The unusual alliance between pro-Russian and pro-European political forces, which seemed to herald the beginning of a new era of de-geopoliticisation in the region, has ended. At light speed, an informal coalition of pro-Russians and the so-called Democratic Party elected a new, officially technocratic, yet factually highly political government. Following these evolutions, Moldova continues to be a captured state that has only changed its master. The most recent events raise significant concerns regarding the country’s future commitment towards the rule of law and anti-corruption reforms.
An unlikely coalition of the pro-Russian PSRM (the Socialists) and the pro-European ACUM (Romanian for “now”) emerged in the midst of the constitutional crisis of June 2019 following the parliamentary elections of 24 February to oust the oligarch Vladimir Plahotniuc.
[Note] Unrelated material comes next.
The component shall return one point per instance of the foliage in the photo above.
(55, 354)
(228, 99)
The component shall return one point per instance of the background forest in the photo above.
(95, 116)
Since 2009 Democratic Party chairman Plahotniuc managed to capture the main state institutions. In a rare act of international consensus in the region, the EU, Russia and the United States supported the new government.
Led by ACUM’s Maia Sandu, this government managed to improve relations with the West significantly. Sandu’s credibility as a reform-minded politician opened doors in Brussels, Washington and major European capitals and led to financial support. After the EU had frozen the macro-financial assistance in 2018 due to the bad political situation, the European Commission relaunched the disbursement as “an expression of support for the implementation of key reforms to improve democratic standards and protect the rule of law”. Also, the International Monetary Fund (IMF) approved a loan tranche arguing that Moldova had made progress on its reform agenda and achieved macroeconomic stability.
In the context of the ACUM-dominated government’s top priority to cleanse the country from corruption and establish an independent judiciary, the mechanism for appointing Moldova’s General Prosecutor (GP) became the centerpiece of reform. The General Prosecutor’s Office (GPO) is of overwhelming importance in the Moldovan judicial system. In the past, an entirely obedient GPO had served as Mr Plahotniuc’s spearhead against political opponents and cloak for corruption schemes. According to the Constitution, the GPO contributes “to the administration of justice and to the defense of the rights, freedoms and legitimate interests of the individual, of the society and of the state”. Plahotniuc had misused the largely corrupt GPO as a cue ball of political and personal interests.